The life expectancy of a Roman mine slave was less than 5 years from the moment he entered the tunnel. 5 years. For a man bought at 18, that meant dying at 23. And that was the source of the silver that adorned Senator Marcus Cornelius’s goblets when he dined with his guests. You are privileged in the kitchen today. Your condition, which seems hellish, was the mild version of Roman slavery.

It’s 6 p.m. and it’s time for the family dinner. The scene repeats itself. You run, you carry and you clean, but you still don’t eat. Your second meal of the day will only come after the family has finished and you’ll make what’s left on their plate. Today, with luck, there will be a half-chewed piece of meat that one of the senator’s sons rejected. You’re going to eat, or rather, swallow without chewing.

It’s now 8 p.m. The dinner dishes need to be washed. The cups dried, the mosaics of the triclinium scrubbed again, the kitchen organized for the next day, the provisions checked, the ovens carefully turned off so as not to cause combustion. All of that is still your job.

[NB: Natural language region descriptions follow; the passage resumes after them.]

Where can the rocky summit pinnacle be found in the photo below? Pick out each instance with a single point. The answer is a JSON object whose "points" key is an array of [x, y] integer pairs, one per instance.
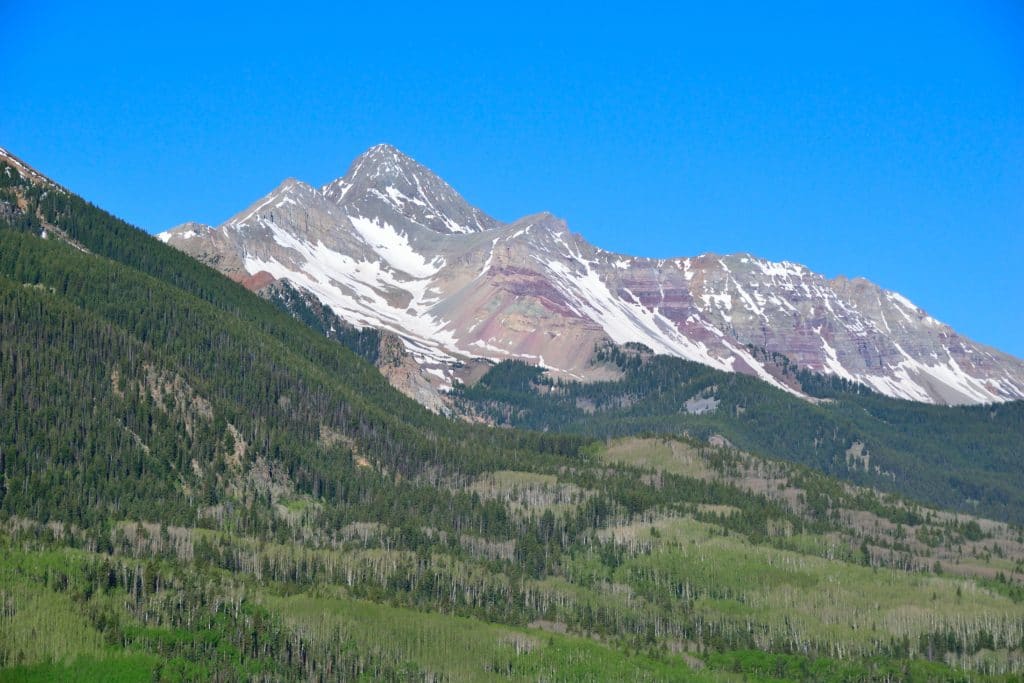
{"points": [[390, 245], [385, 180]]}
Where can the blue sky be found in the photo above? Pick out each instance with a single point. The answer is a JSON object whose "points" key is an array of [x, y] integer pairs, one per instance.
{"points": [[876, 139]]}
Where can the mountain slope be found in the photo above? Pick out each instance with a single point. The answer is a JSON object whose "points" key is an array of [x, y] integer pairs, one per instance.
{"points": [[392, 246], [196, 485]]}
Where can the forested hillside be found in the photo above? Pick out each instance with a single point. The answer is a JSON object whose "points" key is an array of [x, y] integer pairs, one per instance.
{"points": [[964, 458], [196, 485]]}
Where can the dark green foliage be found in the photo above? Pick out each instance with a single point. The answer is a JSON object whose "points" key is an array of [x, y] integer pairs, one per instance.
{"points": [[964, 458], [137, 385]]}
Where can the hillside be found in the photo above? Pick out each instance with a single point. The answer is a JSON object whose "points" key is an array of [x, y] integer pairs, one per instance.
{"points": [[965, 458], [194, 484], [391, 246]]}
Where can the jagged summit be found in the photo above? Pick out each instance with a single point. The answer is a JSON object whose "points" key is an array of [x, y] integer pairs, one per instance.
{"points": [[390, 245], [383, 180]]}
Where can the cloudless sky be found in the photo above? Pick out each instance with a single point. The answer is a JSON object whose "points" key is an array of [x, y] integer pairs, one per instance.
{"points": [[877, 139]]}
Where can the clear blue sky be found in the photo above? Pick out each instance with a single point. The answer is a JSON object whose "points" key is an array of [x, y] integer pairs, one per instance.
{"points": [[877, 139]]}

At 10 p.m., the senator and his family retire to their rooms. The house begins to get quiet, but even now you’re not finished. The last task of the night is the most intimate and the most humiliating, the nightly glass. Each room in the house has a ceramic cup used at night for physiological needs. Those cups need to be collected before dawn and taken to a public latrine or thrown into a pit designated for that purpose. Guess who’s wearing them. You.

Six glasses full of urine and feces from the family of Marco Cornelio. Carried one by one through the dark corridors of the house, up the stairs to the back of the courtyard. The smell gets into your clothes, it gets into your hair, you sleep with that smell. But there is one important thing. When the Romans emptied nightly cups in designated places, the contents were not thrown away, they were sold. Human urine, rich in ammonia, was used by Roman laundries, the fullonicae, to clean fabrics. Laundry owners bought urine from neighbors and Emperor Vespasian even created a tax on the sale of urine. When his son Titus complained about paying such a dirty tax, Vespasian put a coin on his nose and said a phrase that went down in history,

“Pecunia non olet.”

Money has no smell. Your work as a slave collecting the cups fueled that trade. You were part of a production chain from which you would never see a single penny.

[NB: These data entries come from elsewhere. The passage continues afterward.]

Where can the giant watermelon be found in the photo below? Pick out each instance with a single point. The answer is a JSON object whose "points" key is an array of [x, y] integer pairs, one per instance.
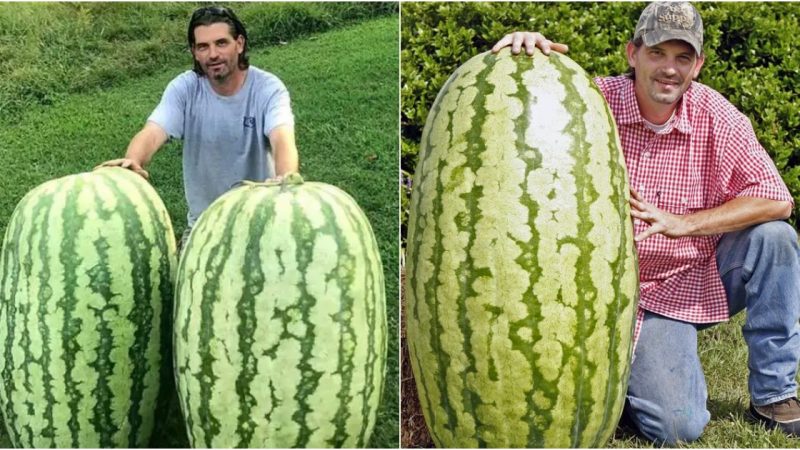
{"points": [[85, 272], [280, 320], [521, 272]]}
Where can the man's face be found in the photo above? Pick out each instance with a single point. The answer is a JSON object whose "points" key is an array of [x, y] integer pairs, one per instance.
{"points": [[216, 51], [665, 71]]}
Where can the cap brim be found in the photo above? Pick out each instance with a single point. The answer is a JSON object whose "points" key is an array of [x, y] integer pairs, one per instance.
{"points": [[651, 39]]}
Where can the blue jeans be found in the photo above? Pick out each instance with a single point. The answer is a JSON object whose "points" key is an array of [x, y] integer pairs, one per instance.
{"points": [[760, 269]]}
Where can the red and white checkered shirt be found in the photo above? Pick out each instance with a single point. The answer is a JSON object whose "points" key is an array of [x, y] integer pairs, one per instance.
{"points": [[707, 156]]}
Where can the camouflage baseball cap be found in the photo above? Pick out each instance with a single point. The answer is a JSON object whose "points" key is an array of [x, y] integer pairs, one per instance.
{"points": [[664, 21]]}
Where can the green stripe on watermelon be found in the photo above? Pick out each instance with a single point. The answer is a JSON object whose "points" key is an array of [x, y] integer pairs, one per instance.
{"points": [[511, 334]]}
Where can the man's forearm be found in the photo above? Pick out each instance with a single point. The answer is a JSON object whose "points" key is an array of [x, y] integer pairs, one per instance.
{"points": [[286, 161], [284, 150], [736, 214], [142, 147]]}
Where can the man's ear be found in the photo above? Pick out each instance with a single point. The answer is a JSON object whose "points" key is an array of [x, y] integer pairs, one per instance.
{"points": [[700, 60], [630, 50]]}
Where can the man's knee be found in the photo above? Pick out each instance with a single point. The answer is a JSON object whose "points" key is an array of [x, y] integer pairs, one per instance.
{"points": [[671, 427], [775, 231]]}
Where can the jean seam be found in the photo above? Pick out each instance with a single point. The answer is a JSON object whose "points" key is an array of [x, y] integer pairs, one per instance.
{"points": [[740, 265]]}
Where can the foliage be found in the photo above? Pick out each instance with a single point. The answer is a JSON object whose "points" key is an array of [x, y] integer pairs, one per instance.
{"points": [[750, 59], [49, 50], [344, 92]]}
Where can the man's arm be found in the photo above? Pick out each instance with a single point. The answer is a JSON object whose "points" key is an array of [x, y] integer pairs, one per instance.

It’s 11 p.m., you finally finish. You go back to the pantry. The other slaves are already there lying on the straw. The old smell returned. You go to bed. The stone floor is cold, your back throbs, your hands are raw, your belly murmurs, your eyes burn. You have maybe 4 hours until the head chef yells again. You try to sleep, but before you fall asleep, for a moment, a dangerous thought crosses your mind. You think about escaping.

Thinking about escaping is the riskiest thing a Roman slave can do. Rome has an entire legal and cultural system set up against runaway slaves. There were the Fugitivari, professional hunters of outlaw slaves who earned rewards in coins for each capture. There were dogs trained to track slaves by smell. There were forced tattoos that many owners made on the foreheads of slaves. The letter F of Fugitivus was branded onto his body so that if he escaped and was captured, everyone would know immediately.

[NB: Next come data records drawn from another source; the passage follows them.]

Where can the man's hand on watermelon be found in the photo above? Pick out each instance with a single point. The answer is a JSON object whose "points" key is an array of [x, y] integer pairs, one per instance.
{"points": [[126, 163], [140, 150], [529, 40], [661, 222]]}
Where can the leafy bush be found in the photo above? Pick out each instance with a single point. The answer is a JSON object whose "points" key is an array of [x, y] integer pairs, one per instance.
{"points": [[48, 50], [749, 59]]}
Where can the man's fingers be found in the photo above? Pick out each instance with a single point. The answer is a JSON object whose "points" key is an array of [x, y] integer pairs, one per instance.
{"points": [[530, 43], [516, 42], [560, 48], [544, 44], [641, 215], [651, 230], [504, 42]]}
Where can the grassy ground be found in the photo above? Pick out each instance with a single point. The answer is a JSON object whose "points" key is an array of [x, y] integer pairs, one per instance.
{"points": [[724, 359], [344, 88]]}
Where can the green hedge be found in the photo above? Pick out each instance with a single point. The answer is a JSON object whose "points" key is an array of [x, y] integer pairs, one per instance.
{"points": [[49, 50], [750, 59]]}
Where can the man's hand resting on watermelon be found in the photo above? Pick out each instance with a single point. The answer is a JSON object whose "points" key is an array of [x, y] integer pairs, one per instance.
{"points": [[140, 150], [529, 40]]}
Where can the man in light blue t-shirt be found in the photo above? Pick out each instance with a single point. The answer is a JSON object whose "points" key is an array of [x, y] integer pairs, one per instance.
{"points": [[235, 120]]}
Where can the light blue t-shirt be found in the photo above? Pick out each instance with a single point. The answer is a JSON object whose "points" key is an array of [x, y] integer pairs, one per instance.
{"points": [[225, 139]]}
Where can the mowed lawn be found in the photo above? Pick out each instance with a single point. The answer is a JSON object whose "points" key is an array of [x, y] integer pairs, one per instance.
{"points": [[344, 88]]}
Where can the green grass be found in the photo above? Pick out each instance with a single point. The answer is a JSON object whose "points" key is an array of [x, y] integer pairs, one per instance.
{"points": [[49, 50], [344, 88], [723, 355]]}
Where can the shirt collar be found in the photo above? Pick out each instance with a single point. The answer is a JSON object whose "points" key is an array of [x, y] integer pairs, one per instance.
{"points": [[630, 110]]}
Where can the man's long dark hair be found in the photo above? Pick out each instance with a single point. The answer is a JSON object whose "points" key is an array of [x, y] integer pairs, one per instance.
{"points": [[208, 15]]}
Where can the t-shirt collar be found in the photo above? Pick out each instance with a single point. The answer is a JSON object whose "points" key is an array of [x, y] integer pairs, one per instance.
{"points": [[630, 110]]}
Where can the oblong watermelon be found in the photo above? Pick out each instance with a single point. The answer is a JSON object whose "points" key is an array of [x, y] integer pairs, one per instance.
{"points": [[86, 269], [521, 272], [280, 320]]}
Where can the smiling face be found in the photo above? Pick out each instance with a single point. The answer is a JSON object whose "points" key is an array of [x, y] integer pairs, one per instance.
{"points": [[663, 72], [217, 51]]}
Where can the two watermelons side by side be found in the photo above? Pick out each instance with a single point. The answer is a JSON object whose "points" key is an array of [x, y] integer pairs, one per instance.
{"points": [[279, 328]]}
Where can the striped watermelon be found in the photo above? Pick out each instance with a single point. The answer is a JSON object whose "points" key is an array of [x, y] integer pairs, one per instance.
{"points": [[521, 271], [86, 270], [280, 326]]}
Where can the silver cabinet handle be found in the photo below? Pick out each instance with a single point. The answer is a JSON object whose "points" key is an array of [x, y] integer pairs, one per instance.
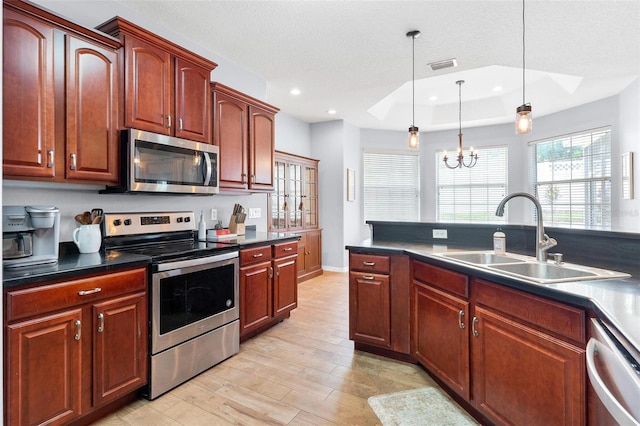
{"points": [[473, 326], [88, 292], [100, 322], [78, 330]]}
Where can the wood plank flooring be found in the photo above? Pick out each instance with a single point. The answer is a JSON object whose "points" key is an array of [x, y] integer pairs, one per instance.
{"points": [[303, 371]]}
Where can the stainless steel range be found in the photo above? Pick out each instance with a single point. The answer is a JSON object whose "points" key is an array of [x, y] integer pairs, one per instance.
{"points": [[194, 293]]}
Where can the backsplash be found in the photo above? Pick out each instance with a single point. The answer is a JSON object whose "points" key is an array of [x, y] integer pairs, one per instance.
{"points": [[596, 248], [73, 199]]}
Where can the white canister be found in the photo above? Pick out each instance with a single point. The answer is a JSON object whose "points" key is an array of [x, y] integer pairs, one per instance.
{"points": [[88, 238]]}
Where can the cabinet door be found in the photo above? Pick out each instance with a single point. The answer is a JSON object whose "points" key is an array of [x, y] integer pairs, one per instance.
{"points": [[261, 148], [523, 376], [230, 130], [278, 199], [193, 102], [120, 347], [148, 84], [285, 285], [28, 97], [369, 309], [43, 369], [441, 336], [256, 307], [92, 112]]}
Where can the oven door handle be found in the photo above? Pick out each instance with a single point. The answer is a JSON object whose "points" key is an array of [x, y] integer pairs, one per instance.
{"points": [[207, 168], [619, 369], [195, 262]]}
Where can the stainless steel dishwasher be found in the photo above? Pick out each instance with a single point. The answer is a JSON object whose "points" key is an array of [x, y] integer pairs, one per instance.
{"points": [[614, 374]]}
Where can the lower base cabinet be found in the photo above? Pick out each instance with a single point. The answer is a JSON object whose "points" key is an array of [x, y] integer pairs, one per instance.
{"points": [[72, 347], [515, 357], [268, 286]]}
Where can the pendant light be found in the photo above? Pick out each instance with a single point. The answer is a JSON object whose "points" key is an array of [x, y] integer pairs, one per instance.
{"points": [[524, 121], [414, 135], [473, 157]]}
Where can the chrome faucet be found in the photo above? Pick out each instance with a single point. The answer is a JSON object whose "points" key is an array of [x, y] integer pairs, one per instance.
{"points": [[543, 242]]}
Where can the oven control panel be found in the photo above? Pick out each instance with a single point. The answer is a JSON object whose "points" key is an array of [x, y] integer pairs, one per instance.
{"points": [[120, 224]]}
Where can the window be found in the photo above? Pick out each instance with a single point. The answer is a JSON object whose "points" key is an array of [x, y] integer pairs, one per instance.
{"points": [[391, 182], [472, 195], [572, 179]]}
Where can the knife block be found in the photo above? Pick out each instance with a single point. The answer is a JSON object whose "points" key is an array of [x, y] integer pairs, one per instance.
{"points": [[234, 227]]}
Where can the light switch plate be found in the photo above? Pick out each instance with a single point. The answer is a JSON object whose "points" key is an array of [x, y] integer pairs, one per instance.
{"points": [[440, 233]]}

There was a cruel custom of hanging bronze collars around the necks of slaves with inscriptions such as, “If I escape, catch me and return me to my master Marcus Cornelius on the Appian Way. Reward guaranteed.”

If you escaped and were captured—and you almost certainly would be—the punishment was brutal. Crucifixion was the standard fate for runaway slaves. When Spartacus and his followers were defeated in 71 BC, after a revolt that had mobilized nearly 90,000 slaves, General Crassus ordered 6,000 prisoners to be crucified along the Appian Way, the main road from Capua to Rome. 6,000 crosses in 200 km. One cross every 30 m. It took them days to die, and that forest of corpses was left there rotting as a warning to any slave who thought of escaping in the decades that followed.

You remember it and renounce thinking about escaping. You close your eyes and fall into a deep sleep, dreamless, hopeless. Suddenly it’s 3 a.m. again, you open your eyes and it all starts again.